Skinny Puppy signs to newly-formed independent Vancouver label Nettwerk. While recording at Vancouver's Mushroom Studios, the band becomes acquainted with record producer and sound engineer Dave "Rave" Ogilvie (no relation to Ogre). Key had worked with Ogilvie during the Images in Vogue sessions, and as Puppy's producer, engineer and live sound technician, Dave "Rave" would remain an integral part throughout the band's career; he's often referred to as the fourth member. Their first official release, an EP entitled Remission, showcases Skinny Puppy's emerging signature sound — a collage of aggressive, "effected" vocals, layers of sound, and sampled fragments of dialogue and sound. Shortly after, Key leaves Images In Vogue. The band makes their debut live performance by breaking into a Vancouver art gallery. cEvin Key explains, "It was at a speakeasy art gallery without any art, just a bunch of party people. It was at a place called Unovis. Our friend who had the key to the place went away that day, so we broke in and set up. We went to see Alien Sex Fiend play, and then at three a.m. we played to about 300 people, including Alien Sex Fiend. It was the birth of the live SP."
Bites, their debut full-length, is released on Nettwerk. From the outset, the band demonstrates a strong connection to the animal kingdom; Bites is supposedly written from the point of view of a dog. The band quickly makes a name for themselves as mood-makers; their music evokes nightmarish images while exposing the underbelly of an imperfect world. With songs such as "Smothered Hope" and "Assimilate," their audience learns that filling the dance floor is not Puppy's primary objective; the agenda is more about creating thought-provoking music with a potent message. Bites helps them move beyond a tape-trading community and with Nettwerk's international push, the band begins to build a loyal following. They embark upon their first North American tour, where their visual and performance ambitions first mesh with the music. The tour incorporates huge stage sets, including deranged-looking props and buckets of home-made blood. Their true nature as performance artists begins to emerge.

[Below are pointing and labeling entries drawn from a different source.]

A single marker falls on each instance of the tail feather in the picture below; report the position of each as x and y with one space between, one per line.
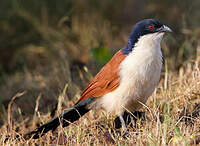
67 117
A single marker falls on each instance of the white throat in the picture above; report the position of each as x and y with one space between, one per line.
139 75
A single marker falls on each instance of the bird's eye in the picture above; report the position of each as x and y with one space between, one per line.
151 26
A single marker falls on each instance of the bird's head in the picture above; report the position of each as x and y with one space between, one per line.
147 27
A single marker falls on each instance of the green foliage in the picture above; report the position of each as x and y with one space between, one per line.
101 55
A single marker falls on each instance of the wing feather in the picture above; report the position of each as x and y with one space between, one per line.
106 80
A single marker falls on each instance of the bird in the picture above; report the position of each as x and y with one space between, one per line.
124 83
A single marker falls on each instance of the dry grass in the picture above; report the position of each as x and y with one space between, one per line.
172 117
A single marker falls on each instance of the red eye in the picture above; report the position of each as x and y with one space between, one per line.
151 26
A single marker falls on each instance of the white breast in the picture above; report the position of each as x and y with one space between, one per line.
139 75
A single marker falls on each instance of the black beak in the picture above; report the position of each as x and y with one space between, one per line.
164 28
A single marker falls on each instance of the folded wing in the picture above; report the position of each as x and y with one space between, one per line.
106 80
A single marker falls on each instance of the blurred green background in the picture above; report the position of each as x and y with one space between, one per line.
47 44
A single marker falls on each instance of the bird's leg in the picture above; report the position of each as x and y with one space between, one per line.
124 127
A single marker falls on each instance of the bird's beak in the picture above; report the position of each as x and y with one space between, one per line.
165 28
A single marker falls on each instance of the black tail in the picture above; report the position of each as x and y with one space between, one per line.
67 117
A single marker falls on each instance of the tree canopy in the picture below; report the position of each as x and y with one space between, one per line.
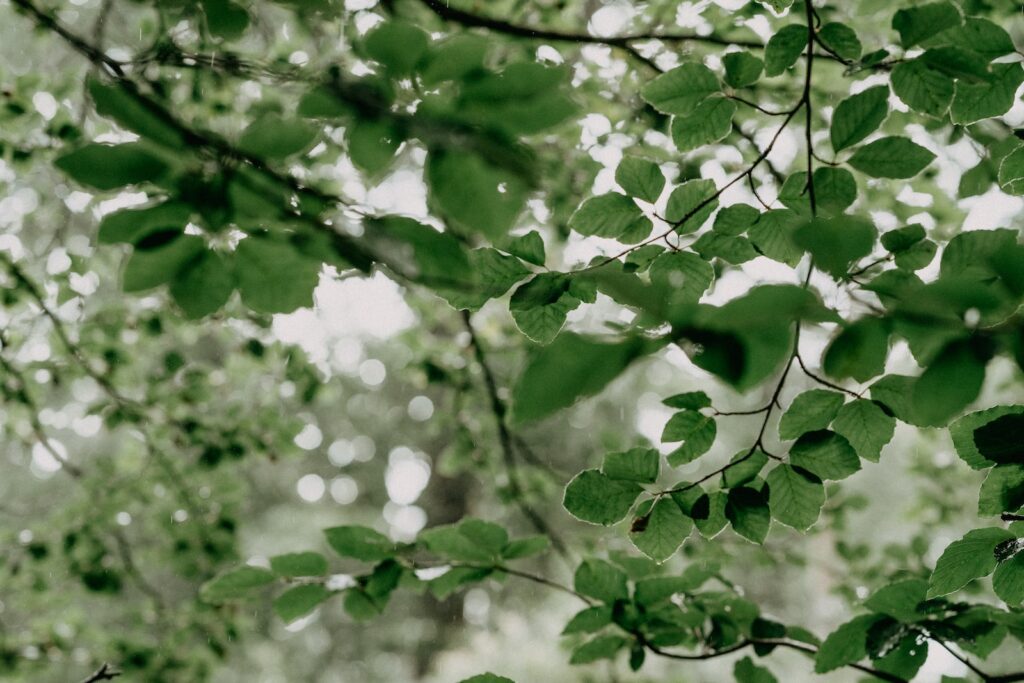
440 340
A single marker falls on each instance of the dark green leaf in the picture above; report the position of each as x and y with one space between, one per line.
659 532
858 116
570 368
825 454
640 178
795 497
741 69
112 166
963 561
299 601
784 48
891 158
680 90
809 412
640 465
360 543
596 498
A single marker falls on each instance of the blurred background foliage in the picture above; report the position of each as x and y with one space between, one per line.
194 446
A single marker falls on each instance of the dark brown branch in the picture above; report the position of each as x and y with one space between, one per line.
104 673
506 440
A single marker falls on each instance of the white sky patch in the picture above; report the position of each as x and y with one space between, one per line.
407 475
310 487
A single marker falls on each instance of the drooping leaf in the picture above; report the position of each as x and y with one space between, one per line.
891 158
825 454
596 498
659 532
795 497
640 177
963 561
570 368
858 116
299 601
680 90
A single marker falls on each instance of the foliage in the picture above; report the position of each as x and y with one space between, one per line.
837 302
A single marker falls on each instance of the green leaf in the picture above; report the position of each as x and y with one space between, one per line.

After the tour, Shroeder leaves to form Frontline Assembly, and is replaced by Dwayne Rudolph Goettel, a former member of Edmonton bands Voice and the Pinstripe Club (later known as Psyche). He is a classically-trained pianist, and his presence in the new line-up adds a more melodic element to Skinny Puppy's work. In the studio, the band continues to experiment with musical technology, now digital as well as analog. Mind: The Perpetual Intercourse is quite different from their previous work; it very obviously showcases Goettel's influence. The album is initially successful and will, in retrospect, be widely accepted as ahead of its time. The band tours North America even more extensively. More successful than Bites, the Mind:TPI tour helps establish them globally in the electronic/experimental and underground music scenes. For the first of what will be a long and varied list of side projects throughout Skinny Puppy's career, cEvin Key hooks up with Edward Ka-Spel of industrial band the Legendary Pink Dots. Key does sound for a Ka-Spel solo show (as he opens for Puppy) and the two begin recording less abrasive, ambient efforts together as the Tear Garden.